De acordo com a PGR, Eduardo Bolsonaro teria atuado junto ao governo de Donald Trump para pressionar autoridades brasileiras e defender sanções contra ministros do STF e contra o próprio Brasil como forma de retaliação aos julgamentos envolvendo o ex-presidente.
Na manifestação enviada ao Supremo, a Procuradoria afirmou que houve “atos concretos de hostilidade” e promessas de retaliação internacional com o objetivo de interferir nas persecuções penais em andamento.
Segundo o órgão, Eduardo Bolsonaro e o comunicador Paulo Figueiredo teriam utilizado contatos políticos nos Estados Unidos para tentar intimidar integrantes da Corte e constranger o andamento dos processos.
A Procuradoria sustenta que os atos ocorreram de forma continuada e configuram o crime de coação no curso do processo.
Eduardo Bolsonaro está nos Estados Unidos desde fevereiro do ano passado e não compareceu ao interrogatório marcado pelo STF. O depoimento seria realizado por videoconferência. Como o ex-deputado não constituiu advogado, a defesa passou a ser feita pela Defensoria Pública da União (DPU).
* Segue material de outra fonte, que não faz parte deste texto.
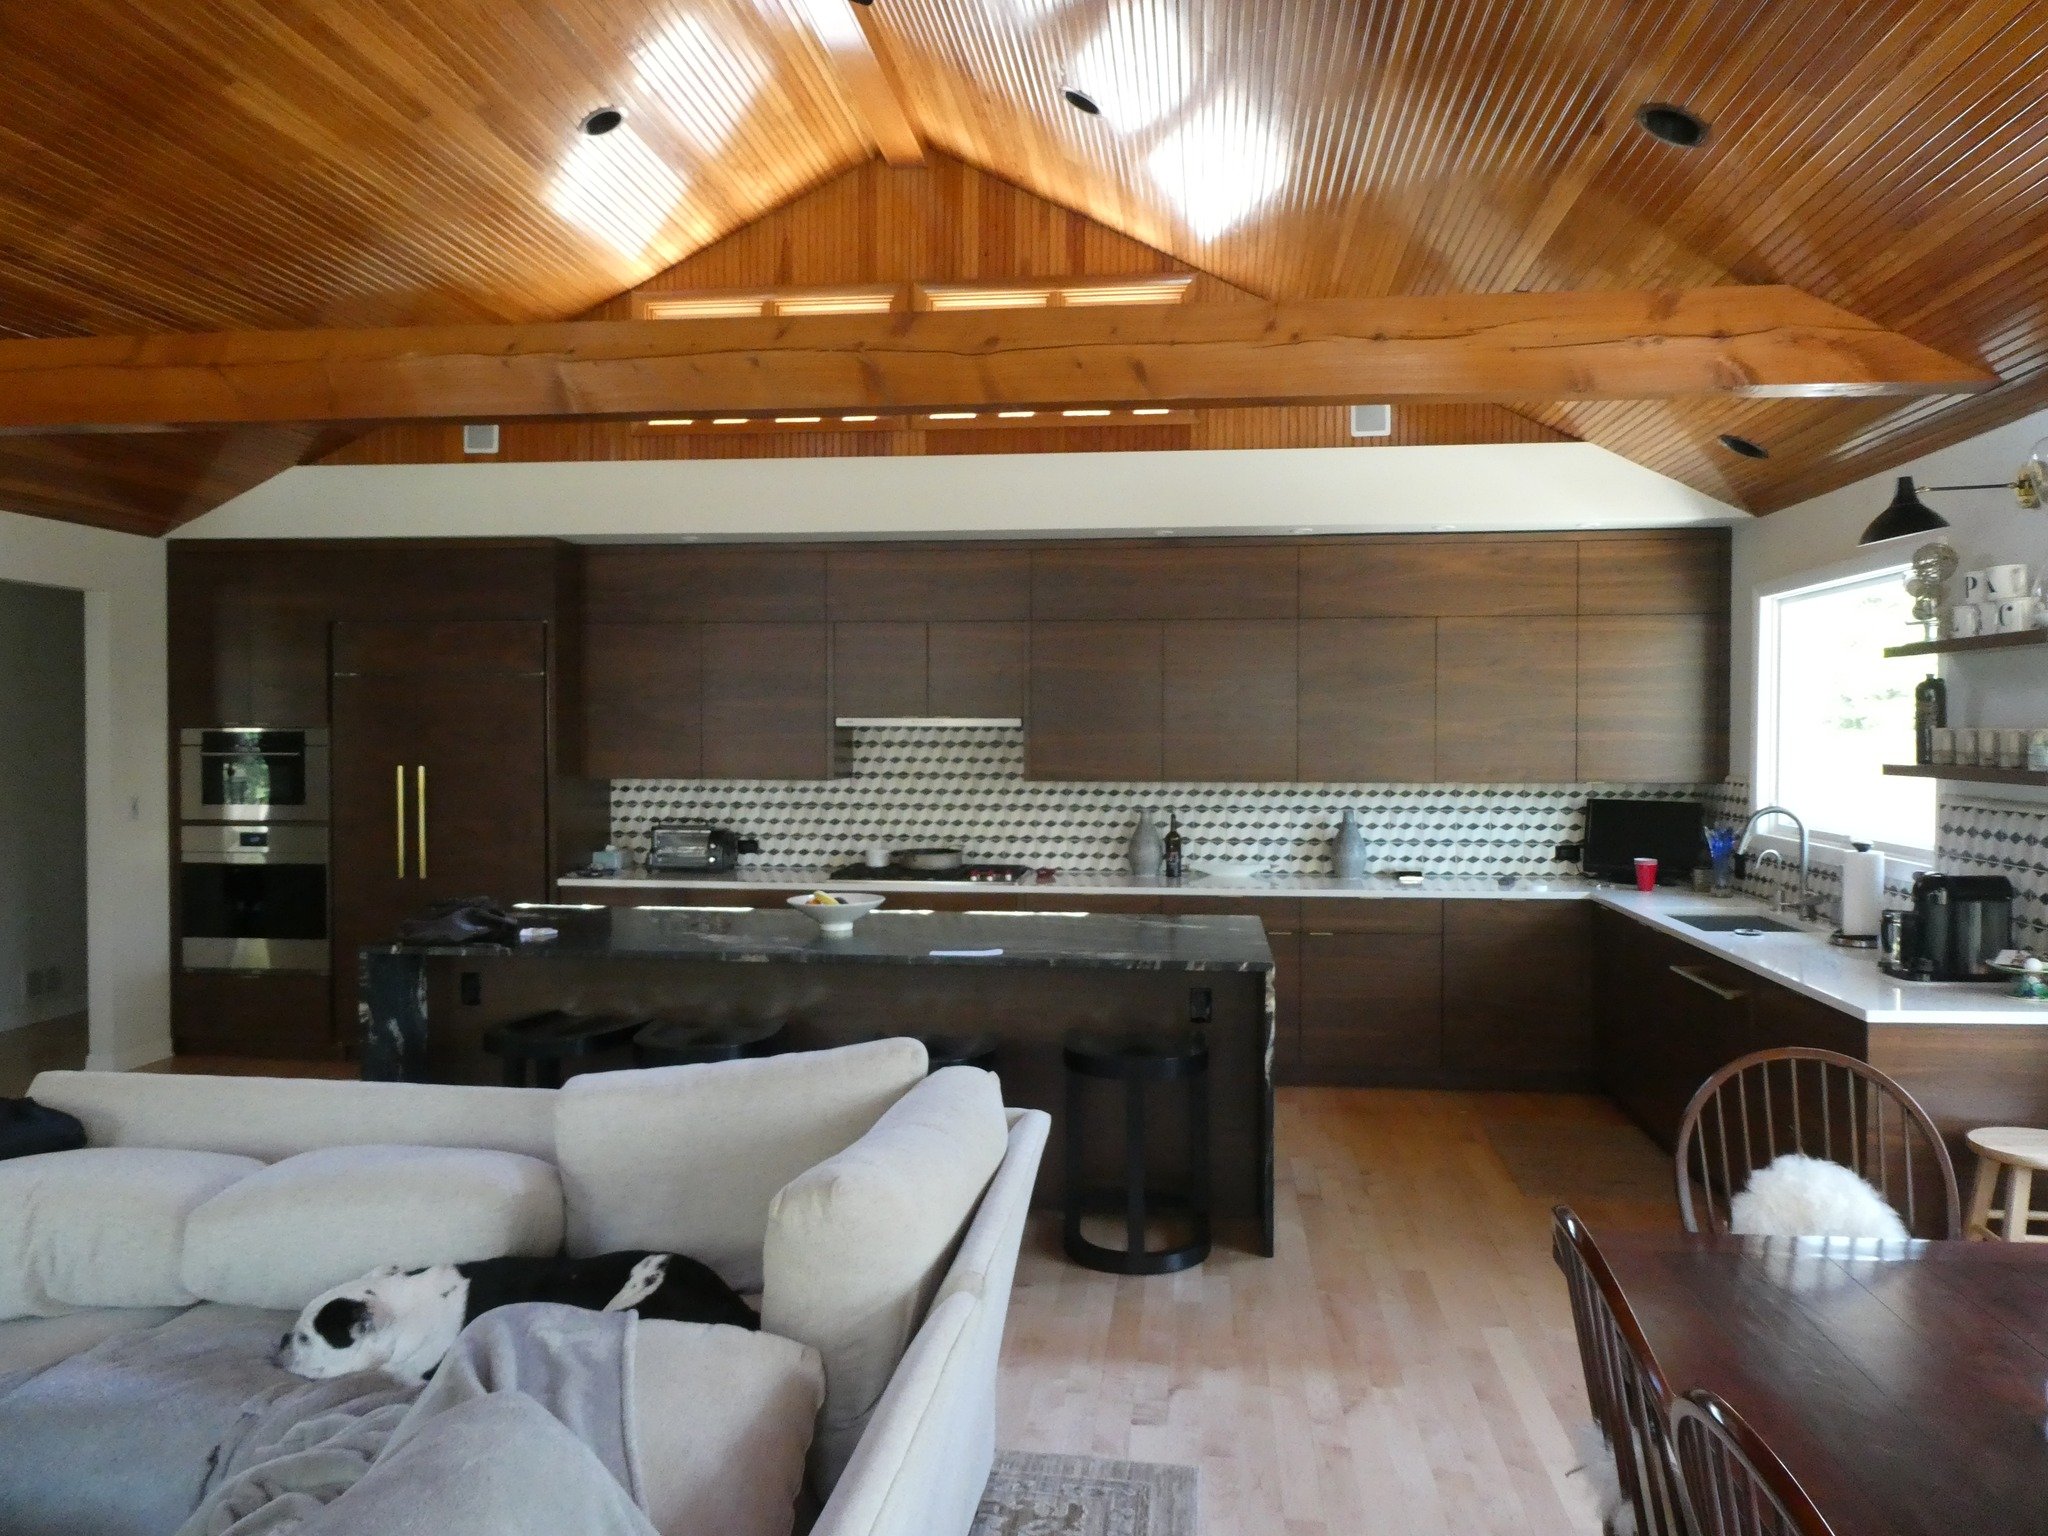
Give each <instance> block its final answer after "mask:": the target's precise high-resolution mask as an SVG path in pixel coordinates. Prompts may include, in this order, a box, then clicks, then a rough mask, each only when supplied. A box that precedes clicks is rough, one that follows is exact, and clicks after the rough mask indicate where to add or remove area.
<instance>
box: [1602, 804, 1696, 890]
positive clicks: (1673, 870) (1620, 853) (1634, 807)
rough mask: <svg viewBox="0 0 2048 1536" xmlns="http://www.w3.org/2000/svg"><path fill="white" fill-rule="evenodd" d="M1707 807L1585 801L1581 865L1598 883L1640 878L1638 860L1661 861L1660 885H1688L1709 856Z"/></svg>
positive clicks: (1665, 804)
Após a entrega das alegações finais da PGR, o ministro Alexandre de Moraes, relator do caso, concedeu prazo de 15 dias para a apresentação da manifestação final da defesa.
O processo integra o conjunto de investigações relacionadas aos atos antidemocráticos e às articulações golpistas após as eleições presidenciais de 2022.